Dans la BMW rutilante de Viki Geunes qui nous ramène en ville pour notre deuxième halte, on salive déjà à l’idée de goûter à cette préciosité intelligemment vantée. Tout autre est l’ambiance chez De Jager, poissonnier de gros depuis quatre générations. On enfile un tablier, une casquette et des chaussons en plastique pour aller au froid dans ce hangar planté dans un zoning sans âme. Peu importe le décor. L’arrivage quotidien sévèrement calqué sur les saisons et donc sur la qualité fait la réputation de cette maison sensible à la durabilité. Environnementale, bien sûr. Et partant, dans la relation de confiance avec les clients. « J’aime leur constance, avance Viki, en comptant une douzaine de langoustines triées à la main la veille, en Écosse ». Pour le coup, plus question de mystère. Pas de secret pour l’excellence, c’est comme le management en entreprise, un élément bien traité donnera plus de résultats. Langoustines, employés, même combat.

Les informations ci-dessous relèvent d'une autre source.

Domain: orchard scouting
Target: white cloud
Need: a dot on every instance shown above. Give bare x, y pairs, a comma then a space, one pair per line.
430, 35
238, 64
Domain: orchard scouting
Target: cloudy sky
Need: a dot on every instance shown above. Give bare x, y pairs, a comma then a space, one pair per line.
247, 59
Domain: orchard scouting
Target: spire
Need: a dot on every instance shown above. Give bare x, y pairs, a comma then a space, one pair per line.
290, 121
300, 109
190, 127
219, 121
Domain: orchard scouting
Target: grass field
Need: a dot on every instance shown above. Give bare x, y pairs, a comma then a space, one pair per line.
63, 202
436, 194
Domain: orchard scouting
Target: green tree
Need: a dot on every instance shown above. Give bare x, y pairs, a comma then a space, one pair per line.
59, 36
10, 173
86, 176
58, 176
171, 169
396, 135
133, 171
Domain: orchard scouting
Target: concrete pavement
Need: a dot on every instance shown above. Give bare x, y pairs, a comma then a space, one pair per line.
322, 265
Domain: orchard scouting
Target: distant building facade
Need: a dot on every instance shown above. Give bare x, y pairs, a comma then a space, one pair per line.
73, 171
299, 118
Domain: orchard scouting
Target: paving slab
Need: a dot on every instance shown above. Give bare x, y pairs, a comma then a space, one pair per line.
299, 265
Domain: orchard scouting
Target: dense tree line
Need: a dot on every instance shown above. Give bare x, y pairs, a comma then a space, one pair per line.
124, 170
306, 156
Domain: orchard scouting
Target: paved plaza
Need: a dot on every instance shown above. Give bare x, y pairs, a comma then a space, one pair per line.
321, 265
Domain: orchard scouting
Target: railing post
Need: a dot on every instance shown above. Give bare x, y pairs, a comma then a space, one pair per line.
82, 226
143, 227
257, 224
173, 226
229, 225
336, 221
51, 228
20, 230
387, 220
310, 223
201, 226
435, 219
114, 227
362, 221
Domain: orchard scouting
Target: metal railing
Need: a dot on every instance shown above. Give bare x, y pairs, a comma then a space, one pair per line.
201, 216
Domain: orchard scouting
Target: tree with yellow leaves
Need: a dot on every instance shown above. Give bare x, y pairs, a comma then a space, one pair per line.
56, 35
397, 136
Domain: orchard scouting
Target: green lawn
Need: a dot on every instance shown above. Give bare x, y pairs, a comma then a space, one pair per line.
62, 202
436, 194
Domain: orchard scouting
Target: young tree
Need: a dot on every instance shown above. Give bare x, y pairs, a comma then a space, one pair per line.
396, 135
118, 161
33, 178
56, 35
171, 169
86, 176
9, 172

Il s’agirait d’ailleurs d’une des explications de la tendreté exceptionnelle du légendaire boeuf Wagyu, cette race élevée originellement dans les environs de Kobé et à laquelle le fermier dispense… des massages relaxants, des séances de musique classique et des dégustations de bière. Chez Benny Vermeulen, boucherie d’exception bizarrement encaquée dans les rayons d’un SPAR de Borgerhout, on trouve ce type de viande à 85 euros du kilo. Pas du Japon, c’est interdit à l’exportation, mais d’Australie, où l’on a appris à élever les bêtes selon la même tradition. 85 euros du kilo, tout de même. « Ce n’est qui pas encore trop cher, éclaire Viki. » En le goûtant dûment snacké dans une heure, on ne parlera plus d’argent. Pas seulement parce qu’on voudrait garder la bouche pleine ad vitam æternam. Parce qu’il est des dimensions où causer fric frise la vulgarité.

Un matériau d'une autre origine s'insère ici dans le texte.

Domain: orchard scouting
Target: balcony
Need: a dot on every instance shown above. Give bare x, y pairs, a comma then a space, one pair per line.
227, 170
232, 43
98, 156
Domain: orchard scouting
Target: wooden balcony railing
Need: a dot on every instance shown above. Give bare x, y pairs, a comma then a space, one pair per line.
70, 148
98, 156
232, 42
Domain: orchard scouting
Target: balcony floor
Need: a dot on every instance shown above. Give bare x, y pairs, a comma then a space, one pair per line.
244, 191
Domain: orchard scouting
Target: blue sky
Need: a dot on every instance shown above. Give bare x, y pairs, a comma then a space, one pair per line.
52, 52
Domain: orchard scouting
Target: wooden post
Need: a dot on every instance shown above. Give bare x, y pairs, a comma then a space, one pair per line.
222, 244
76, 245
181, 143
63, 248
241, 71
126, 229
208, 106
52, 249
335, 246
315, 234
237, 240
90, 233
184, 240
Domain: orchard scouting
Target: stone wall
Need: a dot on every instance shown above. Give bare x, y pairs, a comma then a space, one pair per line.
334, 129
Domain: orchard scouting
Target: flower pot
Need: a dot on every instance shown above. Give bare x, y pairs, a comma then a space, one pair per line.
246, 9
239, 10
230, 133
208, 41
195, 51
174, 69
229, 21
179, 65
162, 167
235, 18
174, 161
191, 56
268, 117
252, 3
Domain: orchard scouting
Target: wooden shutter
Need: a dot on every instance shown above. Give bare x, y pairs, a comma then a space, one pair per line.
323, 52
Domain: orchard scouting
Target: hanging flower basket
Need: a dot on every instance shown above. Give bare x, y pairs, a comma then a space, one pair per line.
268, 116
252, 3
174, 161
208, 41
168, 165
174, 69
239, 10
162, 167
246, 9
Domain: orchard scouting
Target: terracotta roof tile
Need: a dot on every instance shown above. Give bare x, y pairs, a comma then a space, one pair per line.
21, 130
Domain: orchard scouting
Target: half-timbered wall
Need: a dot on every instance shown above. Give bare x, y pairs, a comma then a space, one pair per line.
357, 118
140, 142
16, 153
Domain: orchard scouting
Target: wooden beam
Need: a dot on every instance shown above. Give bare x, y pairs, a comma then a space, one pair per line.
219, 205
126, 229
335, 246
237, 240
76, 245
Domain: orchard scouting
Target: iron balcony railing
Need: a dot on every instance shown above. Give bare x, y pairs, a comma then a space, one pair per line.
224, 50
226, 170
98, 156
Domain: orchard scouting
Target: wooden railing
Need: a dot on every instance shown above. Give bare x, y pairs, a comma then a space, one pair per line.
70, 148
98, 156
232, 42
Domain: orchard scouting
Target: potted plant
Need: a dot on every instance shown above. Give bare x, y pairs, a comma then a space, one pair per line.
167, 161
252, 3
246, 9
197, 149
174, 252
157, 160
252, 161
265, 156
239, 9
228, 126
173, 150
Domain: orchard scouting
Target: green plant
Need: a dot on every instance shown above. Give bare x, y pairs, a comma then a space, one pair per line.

On a vidé les courses du coffre de la voiture, pris l’ascenseur, nous revoici dans la cuisine perso de Viki. On se sent comme à la maison. Saucisson et vin blanc pour se mettre dans l’ambiance. Pour nous. Pas pour le chef et son second, Michel De Bruyn, rivés sur leur oeuvre en cours comme deux artisans. Une fois de plus, une autre dimension s’ouvre. Le chef a beau nous expliquer chacune des étapes, quelque chose de magique échappe à l’observateur. Des ingrédients s’invitent sans crier gare, la gestuelle semble chorégraphiée même quand il se lèche les doigts, des silences s’imposent d’eux-mêmes. Le rythme est soutenu, il faut d’abord cuire la viande à 55 °C, détailler les légumes, couper les langoustines et les congeler légèrement, enchaîner sur mayonnaise à la mourtarde miso, faire mijoter une compote de poivrons. On est au coeur du réacteur. Tout est prêt. Il faut dresser. C’est un vrai spectacle. Le squelette d’abord : des morceaux de boeuf et de langoustines alternent pour former une espèce de toile de Rothko. Des quenelles de compote de poivrons viennent donner de la matière au tableau, vinaigrettes, mayonnaise de miso et garnitures de légumes achèvent ce petit chef-d’oeuvre méticuleusement troussé. En bouche, il y a de la douceur, de l’acidité, il y a la mer, la montagne, de la délicatesse et du plaisir bourguignon. Le 7e ciel, comme on dit.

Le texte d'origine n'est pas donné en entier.